Transforming lives and impacting communities.This is the belief from which VSU’s chapter of Delta Sigma Theta Sorority Inc. operates and as the Thanksgiving holidays rolled around the DST found the perfect opportunity to demonstrate these values.
“It was important that we made a difference, and we wanted to give back to the community,” Quintella Bohannon, vice president of DST and a senior accounting major, said.
DST, a nonprofit organization that strives to operate on the principles of sisterhood, scholarship, and service chose to apply those principles and provide a Thanksgiving meal to two families in need.
“We wanted to help families who maybe weren’t fortunate enough to be with their loved ones, or have the funds to purchase food,” Bohannon said.
Ashley Cave, another member of DST, felt excited upon hearing about another opportunity to help out.
“When Quintella first brought it to our chapter meeting, I was eager because that’s something that we always wanted to do,” Cave, a senior nursing major, said. According to Bohannon,that was when the inspirational idea of “Adopt of Family” was put into effect. “We came up with the idea to bless these families with a delicious Thanksgiving dinner.”
After searching different restaurants and grocery stores, Bohannon stumbled upon Honey Baked Ham.
“I spoke to the general manager, and he was more than willing to donate,” Bohannon said. “ He donated six sides and two glazed hams for free.”
Bohannon felt it was important to pick a center that wasn’t popular in Valdosta.

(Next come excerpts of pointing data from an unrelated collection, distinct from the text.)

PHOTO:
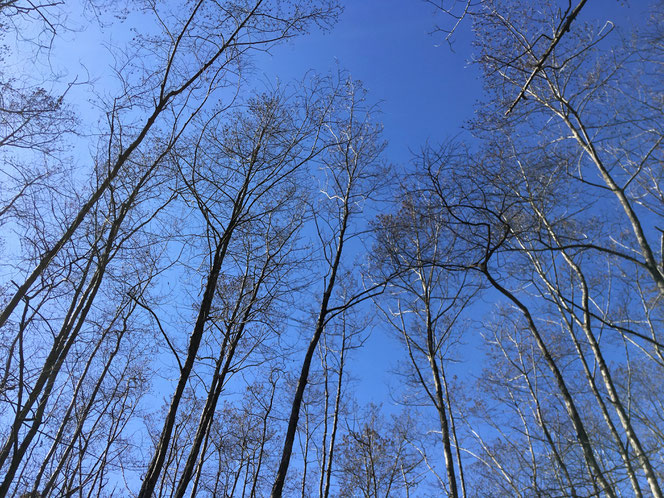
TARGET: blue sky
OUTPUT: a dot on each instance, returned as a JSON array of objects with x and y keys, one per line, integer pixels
[{"x": 427, "y": 91}]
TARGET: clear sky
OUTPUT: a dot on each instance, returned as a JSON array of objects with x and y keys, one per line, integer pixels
[{"x": 427, "y": 90}]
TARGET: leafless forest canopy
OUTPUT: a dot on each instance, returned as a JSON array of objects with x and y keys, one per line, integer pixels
[{"x": 193, "y": 261}]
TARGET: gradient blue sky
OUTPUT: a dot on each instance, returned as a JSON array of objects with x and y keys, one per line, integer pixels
[{"x": 427, "y": 90}]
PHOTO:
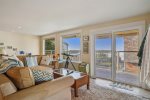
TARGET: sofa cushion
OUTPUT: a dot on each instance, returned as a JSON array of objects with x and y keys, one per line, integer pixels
[
  {"x": 45, "y": 60},
  {"x": 6, "y": 86},
  {"x": 31, "y": 61},
  {"x": 21, "y": 76},
  {"x": 42, "y": 74}
]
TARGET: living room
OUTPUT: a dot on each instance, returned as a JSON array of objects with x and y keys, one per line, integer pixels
[{"x": 74, "y": 50}]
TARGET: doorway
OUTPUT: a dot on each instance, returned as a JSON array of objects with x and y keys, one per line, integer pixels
[{"x": 116, "y": 56}]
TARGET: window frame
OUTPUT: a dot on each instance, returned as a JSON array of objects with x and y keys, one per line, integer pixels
[
  {"x": 62, "y": 35},
  {"x": 44, "y": 53}
]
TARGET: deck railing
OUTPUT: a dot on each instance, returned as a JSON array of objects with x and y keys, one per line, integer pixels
[{"x": 125, "y": 60}]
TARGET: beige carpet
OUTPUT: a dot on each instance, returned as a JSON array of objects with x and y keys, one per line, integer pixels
[{"x": 97, "y": 92}]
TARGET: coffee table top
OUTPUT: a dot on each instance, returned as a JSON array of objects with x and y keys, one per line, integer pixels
[{"x": 65, "y": 72}]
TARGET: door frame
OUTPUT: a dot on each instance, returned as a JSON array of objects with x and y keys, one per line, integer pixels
[{"x": 140, "y": 25}]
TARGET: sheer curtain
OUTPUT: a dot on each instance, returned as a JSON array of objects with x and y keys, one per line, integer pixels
[{"x": 146, "y": 62}]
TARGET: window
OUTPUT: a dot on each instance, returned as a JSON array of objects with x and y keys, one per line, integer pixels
[
  {"x": 72, "y": 45},
  {"x": 49, "y": 46}
]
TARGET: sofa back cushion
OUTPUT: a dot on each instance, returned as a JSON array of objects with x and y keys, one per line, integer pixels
[
  {"x": 21, "y": 76},
  {"x": 6, "y": 86}
]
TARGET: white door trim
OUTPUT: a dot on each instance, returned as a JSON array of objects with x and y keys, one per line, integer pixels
[{"x": 122, "y": 27}]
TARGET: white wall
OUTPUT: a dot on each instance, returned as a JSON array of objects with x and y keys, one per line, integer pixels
[{"x": 27, "y": 43}]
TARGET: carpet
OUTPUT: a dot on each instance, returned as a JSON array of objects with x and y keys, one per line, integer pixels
[{"x": 97, "y": 92}]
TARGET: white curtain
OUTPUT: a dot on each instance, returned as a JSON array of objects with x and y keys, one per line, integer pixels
[{"x": 146, "y": 62}]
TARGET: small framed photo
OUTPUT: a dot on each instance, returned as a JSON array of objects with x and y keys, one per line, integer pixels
[{"x": 85, "y": 38}]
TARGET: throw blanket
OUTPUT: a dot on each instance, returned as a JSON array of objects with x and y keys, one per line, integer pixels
[{"x": 7, "y": 64}]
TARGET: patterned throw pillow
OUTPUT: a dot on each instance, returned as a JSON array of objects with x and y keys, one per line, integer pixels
[
  {"x": 45, "y": 60},
  {"x": 31, "y": 61},
  {"x": 42, "y": 74}
]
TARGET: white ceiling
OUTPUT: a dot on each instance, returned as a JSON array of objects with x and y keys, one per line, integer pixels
[{"x": 39, "y": 17}]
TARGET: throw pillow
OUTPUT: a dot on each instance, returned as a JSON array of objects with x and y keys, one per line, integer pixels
[
  {"x": 45, "y": 60},
  {"x": 31, "y": 61},
  {"x": 6, "y": 86},
  {"x": 42, "y": 74},
  {"x": 14, "y": 57},
  {"x": 21, "y": 76}
]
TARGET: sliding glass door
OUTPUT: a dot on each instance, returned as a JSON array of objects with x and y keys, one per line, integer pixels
[
  {"x": 103, "y": 56},
  {"x": 116, "y": 56},
  {"x": 127, "y": 70}
]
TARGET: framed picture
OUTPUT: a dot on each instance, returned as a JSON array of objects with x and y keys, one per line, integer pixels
[{"x": 85, "y": 38}]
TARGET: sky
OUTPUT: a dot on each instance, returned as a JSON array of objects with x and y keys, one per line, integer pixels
[{"x": 101, "y": 44}]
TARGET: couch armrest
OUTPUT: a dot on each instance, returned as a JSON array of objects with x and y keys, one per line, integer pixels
[{"x": 41, "y": 91}]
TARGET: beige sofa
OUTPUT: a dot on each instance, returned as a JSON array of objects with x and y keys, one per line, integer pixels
[{"x": 57, "y": 89}]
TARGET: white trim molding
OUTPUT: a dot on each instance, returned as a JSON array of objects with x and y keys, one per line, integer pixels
[{"x": 140, "y": 25}]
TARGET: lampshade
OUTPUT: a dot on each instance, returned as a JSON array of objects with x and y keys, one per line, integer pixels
[{"x": 2, "y": 51}]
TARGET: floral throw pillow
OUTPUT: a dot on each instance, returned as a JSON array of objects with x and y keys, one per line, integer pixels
[{"x": 42, "y": 74}]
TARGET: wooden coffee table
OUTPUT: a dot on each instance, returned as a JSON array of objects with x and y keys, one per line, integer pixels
[{"x": 79, "y": 77}]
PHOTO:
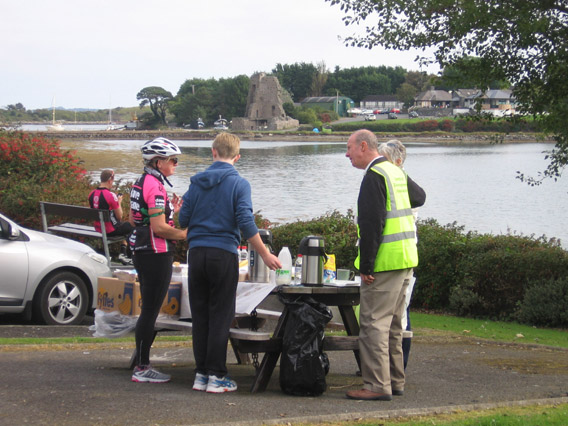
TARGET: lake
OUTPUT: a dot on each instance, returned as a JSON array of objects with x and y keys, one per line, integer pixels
[{"x": 473, "y": 185}]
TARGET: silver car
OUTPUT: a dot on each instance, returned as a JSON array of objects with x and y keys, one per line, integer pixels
[{"x": 51, "y": 278}]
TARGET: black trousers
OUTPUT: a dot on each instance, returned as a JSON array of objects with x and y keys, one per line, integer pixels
[
  {"x": 154, "y": 273},
  {"x": 213, "y": 278}
]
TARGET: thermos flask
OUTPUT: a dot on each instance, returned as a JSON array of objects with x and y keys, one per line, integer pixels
[{"x": 258, "y": 271}]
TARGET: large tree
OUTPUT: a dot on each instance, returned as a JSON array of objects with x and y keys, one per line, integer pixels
[
  {"x": 524, "y": 42},
  {"x": 157, "y": 98},
  {"x": 296, "y": 78}
]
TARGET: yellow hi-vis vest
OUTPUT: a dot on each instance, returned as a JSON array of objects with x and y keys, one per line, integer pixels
[{"x": 398, "y": 243}]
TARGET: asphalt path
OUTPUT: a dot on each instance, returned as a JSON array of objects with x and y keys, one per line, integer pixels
[{"x": 89, "y": 384}]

“Everybody knows about the LAMP shelter and The Haven, but we wanted to impact a facility that many people didn’t know about,” Bohannon said. “The Pines Family Campus was ideal.”
The Pines Family Campus, an intensive outpatient treatment program, specializes in the aid of women who have suffered from substance abuse issues.
Erica Jones, a 27 year old single mother from Miami, Fla. came to the Pines Family Campus after suffering through the addicting habit of Marijuana.
“When I came here they told me all the rules and regulations, which helped me out a lot with my four children because they monitor me,” Jones said. “It’s really a good thing.”
According to Jones, education was her motivation to do better after having her fourth child, “I really just wanted to get on my GED and learn a trade”, Jones said.
Jones felt appreciative from the service given by the DST.
“I thank them for trying to help me because I never had that,” Jones said. “I’m trying to take a step forward, not get knocked back.
The Pines Family campus has also yielded a testimony to Rashauna Mincy, another single mother formerly addicted to marijuana.
“I came to get clean and get stability for me and my two kids,” Mincy said. “When I found out I was pregnant with my third child I figured it was time for me to grow up.”
Mincy went on to describe her progress at Pines Family Campus.
“I’ve been clean for three months,” Mincy said. “I’m able to take care of my kids the way I’m supposed to because I now have structure.”
Not only does Pines Family Campus provide substance abusers with a place to stay but offers helpful programs to monitor and improve their condition.
Carol Berry, a substance abuse counselor at the Pines Family Campus, provides individual and group counseling in various areas affected by substance abuse including life skills and parenting.
“All groups we offer are mandatory, especially at phase one,” Berry said.
According to Berry, all residents must undergo a three phase program to help rehabilitate them.
“In the first phase the residents are not allowed to participate in outside activity, it’s an establishing period getting them used to having to be goal oriented,” Berry said.
After phase one is completed in phase two residents are allowed to find a job as well as participate in educational activities.
“Phase three is preparing them to transition them out of the program and off the campus because it’s only a year program,” Berry said.
Although two families were blessed during Thanksgiving, Bohannon emphasized the need for more volunteers at the Pines Family Campus.
“I wanted people on campus to find out about this facility, “ Bohannon said. “They need more hands to help out and volunteer.”